Blue is the “real” weight; this is a steady loss of 1.4 lb over the course of a week, which is a healthy and realistic goal. In possibility 1, the green line, you see the person has a spike, drop, slight rise, slight drop, then back up and ends the week well. If this person (let’s go with “he,” for argument’s sake) weighed himself on days 1 and 6, he would see about a 1.5 lb drop over the course of the week. Not bad. The orange scenario (possibility 3) is about the same, though he would have seen a change from 200.5 lb to around 197 lb and would think he’s outperforming.

However, look at the red and yellow examples. Despite the fact that he is losing weight quickly (1.4 lb a week is great at that weight!) measuring on days 1 and 7 would make him think he had gained substantial weight, and he would likely feel discouraged.

So it’s important to weigh yourself every day, at the same time, at the same “state.” For me, I wake up, walk to the restroom, use the toilet, and then stand on the scale. It’s just a habit. After I’ve been up and had coffee, or breakfast, or gone to the gym, my weight could be all over the place, and I don’t do those other things EVERY SINGLE DAY. There’s some variation. So just right when I wake up works really well, as it’s the most consistent.

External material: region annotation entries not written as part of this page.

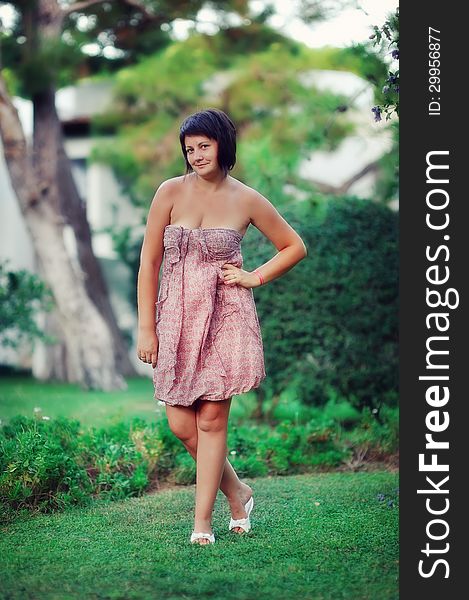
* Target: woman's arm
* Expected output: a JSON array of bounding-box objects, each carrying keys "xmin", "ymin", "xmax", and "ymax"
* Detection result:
[
  {"xmin": 137, "ymin": 180, "xmax": 173, "ymax": 368},
  {"xmin": 222, "ymin": 189, "xmax": 307, "ymax": 287}
]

Here’s an example of my actual weight data in my first few months of the ketogenic diet. You’ll notice some gaps (I think I was doing some traveling) but I was pretty consistent about measuring every day.

Weight loss progress graph

I have and love a Withings scale, so the data goes straight to my Apple Health app, which then feeds that data to my 5x5 workout app, and so, in theory, I can compare my weight to strength ratio. This is really helpful and keeps me on track.

Just remember: weigh yourself every day, at the same time, if you want to see the most accurate numbers. I would recommend doing this right when you get up in the morning, but find a time that works for you. Consistency is key.